Pour le mufti de la République, Hamda Saïed, qui a dû s'inviter dans la polémique, les quatre principales écoles islamiques, en particulier pour la doctrine malékite, dominante en Tunisie, situent le port du niqab, du point de vue de la charia, «à mi-chemin entre la sunna et le bon vouloir de chacun», ajoutant que «les textes authentifiés accordent la préférence au hijab (voile partiel), au détriment du niqab (voile intégral)».
Le mufti de la république Hamda Saied: «Le détenteur de l'autorité est fondé à restreindre le champ de ce qui est habituellement permis».
Le mufti répondait ainsi par écrit à une question posée par l'agence Tap sur l'interdiction du port du niqab pour des raisons sécuritaires. «Du point de vue charaique, le détenteur de l'autorité est fondé à restreindre le champ de ce qui est habituellement permis, s'il y va de l'intérêt patent de la oumma (nation islamique, NDLR), à commencer par la nécessaire préservation de la vie contre toutes éventuelles menaces», a-t-il expliqué.
Cheikh Hamda Saïed a cependant préconisé de modérer la restriction du niqab et d'éviter, à la fois, «l'excès et la négligence», le plus important étant, à ses yeux, de s'en tenir à l'objectif recherché, c'est-à-dire la protection du public d'éventuelles menaces.
Certains trouvent le niqab, ce voile noir couvrant le visage à l'exception des yeux, étranger à la société et à la culture tunisienne et estiment que les habits féminins traditionnels tunisiens comme le «sefsari» et le «hayek» sont plus proches du voile que portaient les épouses des compagnons du Prophète.

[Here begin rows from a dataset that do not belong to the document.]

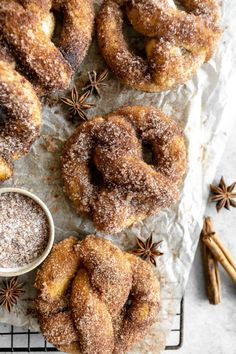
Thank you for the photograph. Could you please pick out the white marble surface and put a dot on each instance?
(212, 329)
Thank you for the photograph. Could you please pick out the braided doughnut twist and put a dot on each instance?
(22, 125)
(27, 28)
(177, 42)
(104, 172)
(95, 299)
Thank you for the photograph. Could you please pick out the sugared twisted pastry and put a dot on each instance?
(27, 31)
(21, 121)
(95, 299)
(177, 41)
(105, 174)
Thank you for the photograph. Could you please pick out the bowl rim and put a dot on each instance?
(29, 267)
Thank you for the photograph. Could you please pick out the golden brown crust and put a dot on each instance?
(178, 42)
(27, 27)
(113, 299)
(126, 189)
(23, 111)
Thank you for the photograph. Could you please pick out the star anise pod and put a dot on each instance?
(10, 292)
(223, 195)
(96, 81)
(148, 249)
(77, 104)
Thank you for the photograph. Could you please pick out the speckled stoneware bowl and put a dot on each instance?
(10, 272)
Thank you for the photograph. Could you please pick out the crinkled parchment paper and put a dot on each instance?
(205, 108)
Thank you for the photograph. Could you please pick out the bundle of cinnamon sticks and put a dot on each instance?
(215, 252)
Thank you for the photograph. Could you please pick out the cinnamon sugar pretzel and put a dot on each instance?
(177, 41)
(94, 298)
(104, 172)
(23, 121)
(27, 28)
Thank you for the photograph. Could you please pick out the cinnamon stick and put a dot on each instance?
(212, 277)
(212, 240)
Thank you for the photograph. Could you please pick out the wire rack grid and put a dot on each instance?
(14, 339)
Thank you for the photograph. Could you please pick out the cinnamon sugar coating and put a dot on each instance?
(27, 29)
(23, 121)
(106, 176)
(113, 298)
(177, 42)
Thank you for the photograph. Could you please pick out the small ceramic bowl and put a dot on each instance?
(11, 272)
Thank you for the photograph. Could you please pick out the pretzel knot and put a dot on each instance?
(105, 174)
(46, 53)
(22, 125)
(177, 41)
(94, 298)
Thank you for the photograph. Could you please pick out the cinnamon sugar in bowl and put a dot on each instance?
(26, 231)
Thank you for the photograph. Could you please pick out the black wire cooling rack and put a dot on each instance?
(15, 339)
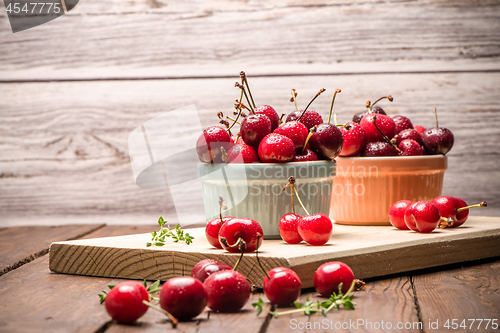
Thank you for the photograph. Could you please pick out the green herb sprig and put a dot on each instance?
(309, 307)
(176, 234)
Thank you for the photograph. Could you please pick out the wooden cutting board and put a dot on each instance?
(369, 250)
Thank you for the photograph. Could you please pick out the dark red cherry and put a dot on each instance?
(409, 147)
(228, 291)
(419, 129)
(307, 155)
(209, 143)
(296, 131)
(402, 123)
(271, 113)
(354, 139)
(380, 148)
(276, 148)
(212, 230)
(437, 140)
(183, 297)
(124, 302)
(330, 275)
(397, 214)
(422, 216)
(249, 230)
(242, 154)
(310, 118)
(384, 123)
(315, 229)
(327, 141)
(288, 228)
(283, 287)
(254, 127)
(358, 116)
(409, 133)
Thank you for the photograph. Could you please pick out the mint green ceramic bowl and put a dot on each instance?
(255, 190)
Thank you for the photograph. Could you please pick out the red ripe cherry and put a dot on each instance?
(379, 148)
(358, 116)
(306, 155)
(420, 129)
(209, 143)
(354, 139)
(249, 230)
(384, 123)
(242, 154)
(276, 148)
(397, 214)
(296, 131)
(283, 287)
(327, 141)
(288, 228)
(315, 229)
(254, 127)
(330, 275)
(271, 113)
(409, 147)
(212, 230)
(183, 297)
(310, 118)
(124, 302)
(210, 269)
(409, 133)
(437, 140)
(228, 291)
(402, 123)
(422, 216)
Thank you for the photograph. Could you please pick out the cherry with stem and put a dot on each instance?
(291, 184)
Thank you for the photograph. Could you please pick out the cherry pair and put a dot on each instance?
(425, 216)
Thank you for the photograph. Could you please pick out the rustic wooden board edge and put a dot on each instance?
(95, 258)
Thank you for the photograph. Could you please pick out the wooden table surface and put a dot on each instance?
(33, 299)
(73, 89)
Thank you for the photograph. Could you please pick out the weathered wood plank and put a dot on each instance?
(20, 245)
(175, 39)
(66, 158)
(369, 251)
(461, 296)
(381, 306)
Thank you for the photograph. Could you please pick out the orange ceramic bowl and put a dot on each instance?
(366, 187)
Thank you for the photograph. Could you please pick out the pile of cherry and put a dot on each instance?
(425, 216)
(222, 289)
(304, 136)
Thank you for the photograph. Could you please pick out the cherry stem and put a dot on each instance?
(245, 82)
(242, 87)
(389, 97)
(239, 111)
(312, 100)
(291, 184)
(481, 204)
(311, 132)
(386, 139)
(221, 206)
(294, 95)
(331, 106)
(157, 308)
(234, 120)
(435, 115)
(258, 260)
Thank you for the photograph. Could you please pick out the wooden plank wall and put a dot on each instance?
(73, 89)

Le port du niqab, qui a connu un essor après la révolution de janvier 2011, avec le retour en Tunisie de nombreux exilés «convertis» au salafisme wahhabite et les tournées de prédicateurs extrémistes, saoudiens ou autres, invités par des associations proches du parti islamiste Ennahdha, pose aujourd'hui un grand problème dans un pays en phase de construction démocratique, où les libertés doivent être défendues et, en même temps, des mesures de contrôle sécuritaire renforcé sont prises au risque de limiter certaines libertés, comme la liberté vestimentaire.